When it comes to email, co-registration/hosted lead generation, incentive promotion sites, and search arbitrage, arguable no other group collectively knows more than those operating in our space. One of those specialties, co-registration/hosted lead generation revolves around the transfer of data. Most often, the data passed from one party to another in this manner follows a strict and rigid format. Advertisers specify exactly which fields they desire and the format for each field. Those familiar with the process, whether technologically inclined or not, know instinctively that they can send leads in real time or batch, and if in real-time it tends to occur by http post. Most business people don’t even think twice at the mention of other methods for sending data, but chances are the astute ones have started to hear XML and its related technologies RSS and podcasting more and more in non-techie environments.
Those familiar with HTML will recognize the “ML” in XML. As opposed to Hypertext, the “HT” in HTML, the “X” stands for Extensible, i.e. flexible. Similar to HTML, XML is a language. Unlike Perl or C, XML is not a programming language. Its results get interpreted, as opposed to outlining behavior. To better understand XML and its increasing popularity, it helps to take a step back and approach data transfer from the beginning. Almost as soon as computers started becoming mainstream tools for governments, universities, an ultimately businesses, those using them had a desire to send information from one computer to another. Governments, for example, published a set of standards on ways to communicate with them. They might dictate for instance that the first eight characters would stand for the first name and the next ten for the last name. Were your name “Mary,” you would send over MARY accompanied by four spaces because no matter what, the first name must be eight characters. Were one’s name too long, the standard dictated that it be truncated to fit within the eight character limit. Such a format is obviously limited.
Those in the lead generation space will recognize another common type of data transfer, comma separated values or CSV. Unlike fixed width, CSV accepts a variable number of characters. Whenever a field ends, simply put a comma. This represents a vast improvement over fixed width, but it too has limitations. Were one to use a central lead system for all advertisers, the limitations of CSV would start to appear.
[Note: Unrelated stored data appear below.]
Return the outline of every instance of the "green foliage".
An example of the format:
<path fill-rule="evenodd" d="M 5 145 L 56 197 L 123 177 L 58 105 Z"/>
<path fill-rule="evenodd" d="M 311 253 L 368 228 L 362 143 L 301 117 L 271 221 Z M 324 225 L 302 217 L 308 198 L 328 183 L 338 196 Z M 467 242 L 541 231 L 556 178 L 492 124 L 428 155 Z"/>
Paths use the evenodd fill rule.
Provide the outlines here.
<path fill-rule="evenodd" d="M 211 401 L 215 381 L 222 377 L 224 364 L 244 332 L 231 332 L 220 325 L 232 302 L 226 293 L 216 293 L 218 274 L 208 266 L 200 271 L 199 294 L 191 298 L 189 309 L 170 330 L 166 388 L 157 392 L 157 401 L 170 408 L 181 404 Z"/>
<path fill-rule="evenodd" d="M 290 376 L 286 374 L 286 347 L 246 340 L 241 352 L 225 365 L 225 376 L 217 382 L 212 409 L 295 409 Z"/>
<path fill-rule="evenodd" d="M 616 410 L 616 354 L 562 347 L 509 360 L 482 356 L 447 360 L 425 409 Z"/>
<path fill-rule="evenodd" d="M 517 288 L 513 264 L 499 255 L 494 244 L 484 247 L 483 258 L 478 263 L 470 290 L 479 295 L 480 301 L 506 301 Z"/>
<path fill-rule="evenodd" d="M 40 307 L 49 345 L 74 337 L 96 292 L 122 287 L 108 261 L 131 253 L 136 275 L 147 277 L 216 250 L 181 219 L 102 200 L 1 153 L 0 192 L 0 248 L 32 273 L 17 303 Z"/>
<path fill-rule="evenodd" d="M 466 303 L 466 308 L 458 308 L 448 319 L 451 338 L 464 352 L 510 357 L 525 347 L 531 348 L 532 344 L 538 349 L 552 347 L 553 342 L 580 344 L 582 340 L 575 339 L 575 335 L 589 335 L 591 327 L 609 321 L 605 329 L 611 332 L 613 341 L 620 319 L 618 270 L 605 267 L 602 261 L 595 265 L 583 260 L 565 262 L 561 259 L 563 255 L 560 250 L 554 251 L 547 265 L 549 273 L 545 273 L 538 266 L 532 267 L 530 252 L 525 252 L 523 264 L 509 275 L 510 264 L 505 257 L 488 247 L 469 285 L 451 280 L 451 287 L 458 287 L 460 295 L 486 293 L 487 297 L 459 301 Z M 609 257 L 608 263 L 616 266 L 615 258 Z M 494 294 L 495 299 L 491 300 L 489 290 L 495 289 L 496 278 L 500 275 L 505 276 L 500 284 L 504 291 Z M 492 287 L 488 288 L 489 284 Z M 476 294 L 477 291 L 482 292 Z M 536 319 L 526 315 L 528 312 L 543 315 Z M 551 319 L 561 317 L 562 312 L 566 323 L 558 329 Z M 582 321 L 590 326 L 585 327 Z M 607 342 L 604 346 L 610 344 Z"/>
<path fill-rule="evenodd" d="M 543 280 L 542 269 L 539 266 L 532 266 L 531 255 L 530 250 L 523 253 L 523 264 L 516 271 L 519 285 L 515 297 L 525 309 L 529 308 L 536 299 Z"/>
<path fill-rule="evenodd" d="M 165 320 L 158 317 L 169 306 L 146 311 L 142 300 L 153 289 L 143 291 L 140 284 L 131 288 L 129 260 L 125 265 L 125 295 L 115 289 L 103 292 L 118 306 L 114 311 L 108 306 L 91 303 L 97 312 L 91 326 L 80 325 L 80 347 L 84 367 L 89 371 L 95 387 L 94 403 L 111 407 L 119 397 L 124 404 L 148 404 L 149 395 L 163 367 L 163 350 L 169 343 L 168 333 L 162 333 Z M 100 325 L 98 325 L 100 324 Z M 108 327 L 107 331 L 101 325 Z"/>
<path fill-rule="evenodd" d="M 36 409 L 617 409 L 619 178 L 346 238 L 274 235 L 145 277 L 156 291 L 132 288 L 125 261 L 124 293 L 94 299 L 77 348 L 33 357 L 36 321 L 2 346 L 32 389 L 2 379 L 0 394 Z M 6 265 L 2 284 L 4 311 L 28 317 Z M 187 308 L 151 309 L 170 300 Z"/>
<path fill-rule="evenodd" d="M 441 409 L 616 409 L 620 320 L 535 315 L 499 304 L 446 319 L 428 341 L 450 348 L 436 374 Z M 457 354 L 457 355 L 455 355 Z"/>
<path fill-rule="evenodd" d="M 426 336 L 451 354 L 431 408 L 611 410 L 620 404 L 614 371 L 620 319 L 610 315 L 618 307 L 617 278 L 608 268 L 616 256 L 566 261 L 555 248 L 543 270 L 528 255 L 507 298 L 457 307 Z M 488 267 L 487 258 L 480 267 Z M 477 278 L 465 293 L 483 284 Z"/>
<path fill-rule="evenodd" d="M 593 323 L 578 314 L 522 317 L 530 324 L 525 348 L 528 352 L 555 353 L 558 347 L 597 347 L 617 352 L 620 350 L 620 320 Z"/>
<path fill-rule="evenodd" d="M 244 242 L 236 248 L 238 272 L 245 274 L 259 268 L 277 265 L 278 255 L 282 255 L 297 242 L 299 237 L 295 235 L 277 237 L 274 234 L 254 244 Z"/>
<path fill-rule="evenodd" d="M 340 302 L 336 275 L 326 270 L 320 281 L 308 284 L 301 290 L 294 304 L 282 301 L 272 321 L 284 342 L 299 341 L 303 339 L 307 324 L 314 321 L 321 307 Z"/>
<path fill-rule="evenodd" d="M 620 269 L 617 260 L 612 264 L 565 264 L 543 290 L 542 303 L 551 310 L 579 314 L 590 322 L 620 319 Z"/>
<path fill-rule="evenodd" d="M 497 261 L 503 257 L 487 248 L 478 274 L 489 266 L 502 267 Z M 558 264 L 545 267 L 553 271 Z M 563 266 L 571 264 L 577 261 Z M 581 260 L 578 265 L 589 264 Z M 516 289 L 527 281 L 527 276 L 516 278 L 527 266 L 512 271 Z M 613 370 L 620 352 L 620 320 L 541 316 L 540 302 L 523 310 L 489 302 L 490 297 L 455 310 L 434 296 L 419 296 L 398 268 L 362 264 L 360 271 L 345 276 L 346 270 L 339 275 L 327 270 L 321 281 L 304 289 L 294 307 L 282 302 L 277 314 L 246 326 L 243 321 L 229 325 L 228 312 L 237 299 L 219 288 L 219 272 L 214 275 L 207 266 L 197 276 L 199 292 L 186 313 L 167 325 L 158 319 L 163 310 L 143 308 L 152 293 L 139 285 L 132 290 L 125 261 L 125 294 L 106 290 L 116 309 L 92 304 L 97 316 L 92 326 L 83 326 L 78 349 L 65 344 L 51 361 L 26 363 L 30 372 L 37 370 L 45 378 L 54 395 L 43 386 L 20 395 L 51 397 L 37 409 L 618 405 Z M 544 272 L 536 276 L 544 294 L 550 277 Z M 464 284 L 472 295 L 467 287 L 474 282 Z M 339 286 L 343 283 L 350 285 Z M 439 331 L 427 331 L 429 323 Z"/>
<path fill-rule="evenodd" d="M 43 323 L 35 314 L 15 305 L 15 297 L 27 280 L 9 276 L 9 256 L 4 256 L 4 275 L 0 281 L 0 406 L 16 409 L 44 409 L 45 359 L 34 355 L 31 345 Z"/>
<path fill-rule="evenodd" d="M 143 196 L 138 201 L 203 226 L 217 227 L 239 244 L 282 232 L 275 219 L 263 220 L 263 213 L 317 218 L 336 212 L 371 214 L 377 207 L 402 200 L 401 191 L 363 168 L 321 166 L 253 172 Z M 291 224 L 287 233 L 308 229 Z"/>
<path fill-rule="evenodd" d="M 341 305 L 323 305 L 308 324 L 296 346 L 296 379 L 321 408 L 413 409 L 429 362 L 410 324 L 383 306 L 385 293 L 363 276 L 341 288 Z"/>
With CSV, all fields must be specified in advance and no room to add or subtract dynamically exists. If one lead buyer wants 25 fields and the other wants 6, the CSV file will need to have 25 fields. It can work so long as you know all fields ahead of time. This format starts to show its weaknesses though once you do not know all fields, which is especially true with hierarchical information.
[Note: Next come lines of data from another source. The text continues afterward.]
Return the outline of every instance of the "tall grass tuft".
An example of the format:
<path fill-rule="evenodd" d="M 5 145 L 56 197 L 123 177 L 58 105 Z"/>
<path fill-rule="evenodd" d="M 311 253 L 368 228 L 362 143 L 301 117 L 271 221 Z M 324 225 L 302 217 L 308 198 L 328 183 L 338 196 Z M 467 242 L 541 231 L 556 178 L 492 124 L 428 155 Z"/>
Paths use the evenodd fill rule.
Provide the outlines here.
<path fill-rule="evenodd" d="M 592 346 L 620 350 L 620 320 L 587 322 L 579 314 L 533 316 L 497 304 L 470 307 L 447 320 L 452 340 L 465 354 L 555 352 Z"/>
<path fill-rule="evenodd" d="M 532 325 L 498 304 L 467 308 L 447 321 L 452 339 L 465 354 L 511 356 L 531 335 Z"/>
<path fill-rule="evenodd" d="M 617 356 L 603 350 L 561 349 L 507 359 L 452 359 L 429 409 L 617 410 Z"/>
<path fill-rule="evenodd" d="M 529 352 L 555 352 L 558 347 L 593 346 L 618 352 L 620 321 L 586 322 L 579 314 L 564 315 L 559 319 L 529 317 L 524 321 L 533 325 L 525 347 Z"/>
To better understand the distinction; take an example of transmitting from one machine to another three generations of data for ten families. With less flexible data transfer methods such as CSV, this file would contain up to a hundred fields to accommodate for all the possible variations – one family might have ten kids each with five kids. Another might have just one in each. The result will look like a patchwork of names and blanks. With XML, this data file would simply describe only those that existed in each family. As mentioned, XML is a markup language and looks visually similar to HTML. Information is contained within tags; each set of tags is called an object. In HTML for example, you will find a <body><//body> tag. You might also find a <table></table> tag which requires other tags to display correctly such as the row tag <tr></tr> and the cell tag <td></td>. The same applies with XML, except as a rule, a tag can be anything you want so long as the program parsing it knows what each value means.
Take the family example from above. The main object might be <family></family>. They might have an id associated with them, which would be a property of the main object, e.g. <id>1</1>. Another property might be <generation>. It too would be an object that belonged to the main object <family>. Each person in the generation might have a property and so on until one big hierarchy underneath the main family existed. As there are ten families in this example when all is said and done ten family tags would exist. Each could be expanded to reveal the sub-properties. A format such as this makes it very easy for the other computer to receive this data and know what to do with it – quickly and repeatedly. Almost as interestingly, almost anyone can create his or her own language in RSS. The family example if executed would be one such language.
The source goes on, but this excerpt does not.